The attack in Benghazi was apparently prompted by anger at a film made in the United States that mocked the prophet Muhammad.
This is an especially painful death for Americans to absorb. Without U.S. support of Libyan rebels, the murderous thug Moammar Gadhafi might well still be in power rather than in his grave. Stevens, himself, assumed his final posting after serving as an envoy to the Libyan rebels. Now, Libyans have killed him.
It makes no sense from the perspective of Western experience, except that Westerners should already know that Islamic reaction to insults of Muhammad can turn violent. Protests swept across Europe in 2005 when a Danish newspaper published cartoons that ridiculed the prophet.
Americans, well accustomed to the double edges of free speech, shrug at that kind of insult; Muslims in the Middle East - at least some - take violent offense.
And that is the problem for Americans in restraining this kind of speech. The fact is that Sam Bacile, identified by the Wall Street Journal as an Israeli-American real estate developer in California, was well within his rights to make the film and to upload it to YouTube.
Similarly, pastor Terry Jones of Florida - the crackpot pastor who wanted to burn the Quran two years ago - was within his constitutional rights to promote the film and even to declare, offensive though it was, Sept. 11 as "International Judge Muhammad Day."

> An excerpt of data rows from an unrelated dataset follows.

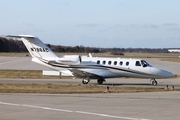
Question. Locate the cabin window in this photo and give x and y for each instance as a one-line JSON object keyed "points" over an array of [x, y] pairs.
{"points": [[127, 63], [138, 63], [144, 63]]}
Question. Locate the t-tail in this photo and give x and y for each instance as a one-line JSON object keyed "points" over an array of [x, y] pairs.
{"points": [[36, 47]]}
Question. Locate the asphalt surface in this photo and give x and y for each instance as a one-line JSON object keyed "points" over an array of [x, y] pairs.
{"points": [[123, 106]]}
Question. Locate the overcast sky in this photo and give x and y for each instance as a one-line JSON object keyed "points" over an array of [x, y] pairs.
{"points": [[95, 23]]}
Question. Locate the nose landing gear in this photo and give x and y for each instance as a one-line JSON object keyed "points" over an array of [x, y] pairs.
{"points": [[154, 82], [86, 80]]}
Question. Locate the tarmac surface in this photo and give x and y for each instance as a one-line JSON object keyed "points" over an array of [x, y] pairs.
{"points": [[123, 106], [107, 106]]}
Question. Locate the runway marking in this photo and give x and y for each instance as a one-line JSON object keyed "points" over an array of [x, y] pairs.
{"points": [[70, 111]]}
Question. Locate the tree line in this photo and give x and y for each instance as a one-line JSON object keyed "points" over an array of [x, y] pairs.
{"points": [[10, 45]]}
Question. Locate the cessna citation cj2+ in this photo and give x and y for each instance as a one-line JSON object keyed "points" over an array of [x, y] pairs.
{"points": [[88, 67]]}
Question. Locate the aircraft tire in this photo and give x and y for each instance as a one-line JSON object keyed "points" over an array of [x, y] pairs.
{"points": [[154, 82], [100, 81]]}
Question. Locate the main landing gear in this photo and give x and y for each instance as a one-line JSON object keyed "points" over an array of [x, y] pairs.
{"points": [[87, 79], [100, 81], [154, 82]]}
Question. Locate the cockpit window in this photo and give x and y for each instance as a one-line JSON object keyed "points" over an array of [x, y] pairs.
{"points": [[144, 63], [138, 63]]}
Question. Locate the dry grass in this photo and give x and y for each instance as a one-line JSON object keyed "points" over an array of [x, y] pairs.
{"points": [[66, 89]]}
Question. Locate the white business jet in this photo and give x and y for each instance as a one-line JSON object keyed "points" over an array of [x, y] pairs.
{"points": [[88, 67]]}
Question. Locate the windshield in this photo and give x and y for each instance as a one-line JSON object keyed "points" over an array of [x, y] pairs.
{"points": [[144, 63]]}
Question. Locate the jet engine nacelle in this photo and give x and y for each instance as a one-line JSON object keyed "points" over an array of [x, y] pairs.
{"points": [[69, 59]]}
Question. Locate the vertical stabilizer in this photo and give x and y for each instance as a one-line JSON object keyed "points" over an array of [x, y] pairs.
{"points": [[36, 47]]}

Do Bacile and Jones have Stevens' blood on their hands? No, that dishonor belongs to those who planned and executed the attack in Benghazi. But neither are they innocents.

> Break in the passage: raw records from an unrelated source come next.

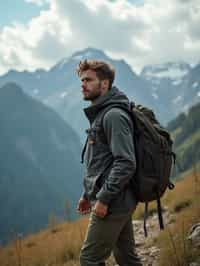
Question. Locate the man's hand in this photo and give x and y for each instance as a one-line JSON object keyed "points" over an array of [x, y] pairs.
{"points": [[84, 206], [100, 209]]}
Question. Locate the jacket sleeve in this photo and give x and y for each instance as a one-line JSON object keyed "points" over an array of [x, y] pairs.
{"points": [[118, 128]]}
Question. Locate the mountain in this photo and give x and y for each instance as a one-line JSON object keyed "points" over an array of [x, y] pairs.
{"points": [[60, 87], [175, 86], [168, 88], [39, 163], [185, 130]]}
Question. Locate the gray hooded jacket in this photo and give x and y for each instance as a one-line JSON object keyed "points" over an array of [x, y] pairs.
{"points": [[110, 155]]}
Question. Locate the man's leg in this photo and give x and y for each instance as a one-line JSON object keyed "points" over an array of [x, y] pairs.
{"points": [[101, 238], [124, 250]]}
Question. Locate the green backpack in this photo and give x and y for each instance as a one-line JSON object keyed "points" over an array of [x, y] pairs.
{"points": [[154, 157]]}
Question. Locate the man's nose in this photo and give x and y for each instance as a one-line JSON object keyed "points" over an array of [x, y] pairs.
{"points": [[83, 84]]}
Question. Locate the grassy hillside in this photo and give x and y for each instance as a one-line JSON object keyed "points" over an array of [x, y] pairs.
{"points": [[185, 130]]}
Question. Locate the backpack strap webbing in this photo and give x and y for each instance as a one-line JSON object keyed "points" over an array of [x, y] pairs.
{"points": [[159, 208], [145, 218], [83, 151], [160, 217]]}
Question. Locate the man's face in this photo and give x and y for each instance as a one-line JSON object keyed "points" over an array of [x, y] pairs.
{"points": [[92, 86]]}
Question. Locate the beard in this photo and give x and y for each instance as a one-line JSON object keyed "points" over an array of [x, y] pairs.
{"points": [[94, 94]]}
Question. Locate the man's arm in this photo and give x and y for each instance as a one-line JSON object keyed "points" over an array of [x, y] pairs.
{"points": [[118, 128]]}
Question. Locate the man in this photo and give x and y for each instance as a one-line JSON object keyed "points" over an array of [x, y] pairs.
{"points": [[110, 164]]}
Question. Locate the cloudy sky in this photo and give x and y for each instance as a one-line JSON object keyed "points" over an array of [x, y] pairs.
{"points": [[39, 33]]}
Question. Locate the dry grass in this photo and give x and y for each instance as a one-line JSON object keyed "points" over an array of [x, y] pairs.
{"points": [[176, 250], [55, 248]]}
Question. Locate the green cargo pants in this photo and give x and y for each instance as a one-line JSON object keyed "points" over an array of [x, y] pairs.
{"points": [[111, 233]]}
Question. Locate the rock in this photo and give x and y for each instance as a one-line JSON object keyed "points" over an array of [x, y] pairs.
{"points": [[194, 235], [194, 264]]}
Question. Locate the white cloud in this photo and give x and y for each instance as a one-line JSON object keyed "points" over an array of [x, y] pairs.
{"points": [[37, 2], [144, 34]]}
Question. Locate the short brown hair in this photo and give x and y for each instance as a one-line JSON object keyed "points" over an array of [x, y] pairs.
{"points": [[103, 69]]}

A constitutional right presupposes some level of responsibility in exercising it. The First Amendment, famously, does not allow anyone to yell "Fire!" in a crowded theater, the guarantee of free speech notwithstanding. Nor does it allow the printing of child pornography, even though freedom of the press is guaranteed.
Bacile and Jones did something irresponsible and dangerous. They used their right of free speech in a way they knew could instigate violence, however unjustified and incomprehensible to Western sensibilities it might be. They are contemptible, a fact of which Americans should make these men well aware. The First Amendment allows that, too.
No doubt, some in this country will call for Americans to be pulled out of Libya and maybe other dangerous parts of the Middle East, as well. The instinct is understandable, but the United States needs a formal and influential presence in the region more than ever, as political change sweeps through.
It is our duty as well as in our interest to maintain a strong presence in this troubled region. Sadly, meeting that duty today means demanding justice for Stevens and those who died with him.